BCCM has been at the forefront in advocating and developing the new law, which opens up new opportunities for co-ops and mutual businesses to grow while safeguarding their mutuality for future generations.
The new legislation adds a legal definition of mutual entities, which recognises mutuals as a legitimate business model in highly competitive sectors.
And a major change for mutuals and members is the expanded ability to raise capital, enabling growth in a broad range of industries.
“It highlights the valuable role of mutuals and creates more competition in business, giving customers more choice,” said Melina Morrison, BCCM’s CEO.
“This levels the playing field and gives mutuals the opportunity to compete with the larger, listed entities including the big banks. Stakeholder owned business models ensure customers are put first in all transactions.
“In this era of accountability, we are pleased for our members that all sides of parliament have acknowledged the social conscience of our sector. We thank both major parties for the ongoing bipartisan support that has led to the changes.”
Michael Lawrence, CEO of the Customer Owned Banking Association (Coba), also welcomed the changes, and praised its bipartisan support from legislators.
He said: “From its inception right through to its passage, this bill has had resounding support from all sides of politics. There is a clear understanding among members of Parliament that this bill will help customer-owned banking institutions become more competitive and take on the ‘Big Four’.”
He added: “Our sector is grateful for the support and advocacy from both sides of politics and the Parliamentary Friends of Mutuals and Co-operatives for their unwavering commitment to passing this Bill.
“Being able to raise capital will allow customer owned banking institutions to allocate more funding to projects that will deliver greater choice and competition for consumers.
“With greater competition, comes greater consumer outcomes. This is a milestone for competition in the banking sector and one that will only help improve customers’ outcomes.”
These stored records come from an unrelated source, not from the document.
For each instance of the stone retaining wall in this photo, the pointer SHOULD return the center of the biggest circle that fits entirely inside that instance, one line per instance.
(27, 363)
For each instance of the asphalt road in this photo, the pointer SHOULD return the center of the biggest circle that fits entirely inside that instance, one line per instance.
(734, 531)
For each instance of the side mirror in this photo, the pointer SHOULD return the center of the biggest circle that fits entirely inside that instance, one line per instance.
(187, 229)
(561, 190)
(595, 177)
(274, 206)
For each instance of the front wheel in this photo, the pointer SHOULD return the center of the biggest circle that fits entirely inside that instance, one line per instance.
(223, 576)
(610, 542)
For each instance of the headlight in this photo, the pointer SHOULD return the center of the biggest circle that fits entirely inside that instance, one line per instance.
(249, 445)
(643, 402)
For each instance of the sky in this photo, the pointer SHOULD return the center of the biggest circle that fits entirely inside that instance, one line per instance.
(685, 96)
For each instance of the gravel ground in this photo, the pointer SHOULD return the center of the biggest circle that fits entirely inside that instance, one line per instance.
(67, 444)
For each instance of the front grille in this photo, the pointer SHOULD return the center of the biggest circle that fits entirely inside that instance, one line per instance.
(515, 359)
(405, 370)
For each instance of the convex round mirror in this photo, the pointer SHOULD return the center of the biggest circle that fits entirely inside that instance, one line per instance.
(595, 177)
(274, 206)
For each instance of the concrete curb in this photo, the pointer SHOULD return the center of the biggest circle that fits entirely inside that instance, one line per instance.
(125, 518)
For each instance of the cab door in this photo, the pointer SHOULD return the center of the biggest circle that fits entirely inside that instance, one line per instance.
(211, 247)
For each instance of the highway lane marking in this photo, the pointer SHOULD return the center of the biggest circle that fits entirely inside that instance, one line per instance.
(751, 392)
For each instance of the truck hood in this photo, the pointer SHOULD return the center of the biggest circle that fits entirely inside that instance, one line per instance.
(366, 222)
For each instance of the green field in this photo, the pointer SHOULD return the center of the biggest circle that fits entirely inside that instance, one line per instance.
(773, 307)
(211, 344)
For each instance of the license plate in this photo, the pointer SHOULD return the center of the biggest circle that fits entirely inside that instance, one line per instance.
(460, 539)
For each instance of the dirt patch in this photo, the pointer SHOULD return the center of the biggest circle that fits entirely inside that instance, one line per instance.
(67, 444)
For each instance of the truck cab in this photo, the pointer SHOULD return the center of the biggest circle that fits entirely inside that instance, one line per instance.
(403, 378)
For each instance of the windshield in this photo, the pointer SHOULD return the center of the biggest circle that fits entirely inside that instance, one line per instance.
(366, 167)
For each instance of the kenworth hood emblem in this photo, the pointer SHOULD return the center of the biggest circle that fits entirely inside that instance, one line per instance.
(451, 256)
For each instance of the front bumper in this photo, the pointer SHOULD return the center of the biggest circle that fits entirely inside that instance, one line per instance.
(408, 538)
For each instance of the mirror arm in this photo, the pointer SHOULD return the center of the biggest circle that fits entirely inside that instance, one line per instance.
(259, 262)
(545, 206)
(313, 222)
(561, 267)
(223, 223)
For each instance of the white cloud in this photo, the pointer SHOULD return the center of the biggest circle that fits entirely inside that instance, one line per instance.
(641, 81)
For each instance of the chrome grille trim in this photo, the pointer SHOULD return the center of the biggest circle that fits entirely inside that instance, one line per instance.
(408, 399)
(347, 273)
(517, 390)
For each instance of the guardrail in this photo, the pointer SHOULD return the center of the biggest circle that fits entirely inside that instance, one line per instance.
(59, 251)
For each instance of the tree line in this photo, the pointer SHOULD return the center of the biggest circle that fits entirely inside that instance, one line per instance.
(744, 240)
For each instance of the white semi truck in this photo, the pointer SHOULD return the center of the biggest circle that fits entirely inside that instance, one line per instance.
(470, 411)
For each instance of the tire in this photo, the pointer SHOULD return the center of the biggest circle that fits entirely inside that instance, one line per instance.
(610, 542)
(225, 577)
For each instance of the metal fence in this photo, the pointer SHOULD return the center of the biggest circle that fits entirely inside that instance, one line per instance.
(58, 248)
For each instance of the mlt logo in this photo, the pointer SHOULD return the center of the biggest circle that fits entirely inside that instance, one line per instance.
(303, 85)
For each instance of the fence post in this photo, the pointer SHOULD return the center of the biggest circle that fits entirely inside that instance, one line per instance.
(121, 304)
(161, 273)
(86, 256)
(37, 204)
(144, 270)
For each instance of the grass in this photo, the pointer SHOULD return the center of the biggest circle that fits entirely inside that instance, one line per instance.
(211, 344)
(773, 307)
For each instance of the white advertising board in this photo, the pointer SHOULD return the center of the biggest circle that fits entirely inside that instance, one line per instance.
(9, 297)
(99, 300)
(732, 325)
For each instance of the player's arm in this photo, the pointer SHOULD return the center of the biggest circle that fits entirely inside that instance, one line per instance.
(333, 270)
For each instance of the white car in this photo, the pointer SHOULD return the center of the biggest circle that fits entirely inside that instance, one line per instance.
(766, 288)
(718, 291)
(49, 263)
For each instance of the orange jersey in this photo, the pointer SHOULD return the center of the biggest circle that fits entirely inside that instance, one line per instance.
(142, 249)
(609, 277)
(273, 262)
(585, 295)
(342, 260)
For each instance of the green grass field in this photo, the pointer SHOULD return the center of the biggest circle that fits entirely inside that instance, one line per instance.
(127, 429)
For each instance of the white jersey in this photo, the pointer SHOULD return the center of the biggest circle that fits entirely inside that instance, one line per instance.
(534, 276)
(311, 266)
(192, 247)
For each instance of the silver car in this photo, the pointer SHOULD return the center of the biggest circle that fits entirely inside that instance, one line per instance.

Brian Branch, president and chief executive of the World Council of Credit Unions, said other countries could learn from the reforms because they had given Australia’s credit unions and mutual banks greater flexibility than their overseas peers to grow their businesses.
Mr Branch, who is on a fact-finding tour of Australia, told news website Banking Day: “In other countries such as the United States, credit unions are limited to funding their businesses through retained earnings, which puts a break on their growth.
“We’ve seen some experimentation in Canada that was largely around subordinated debt but it was simply too expensive. The Australian reforms are a milestone.”
Mr Branch leading a delegation from the US credit union sector to Australia, which also includes Jim Nussle, president of the Credit Union National Association (Cuna). The delegation is being hosted by Coba.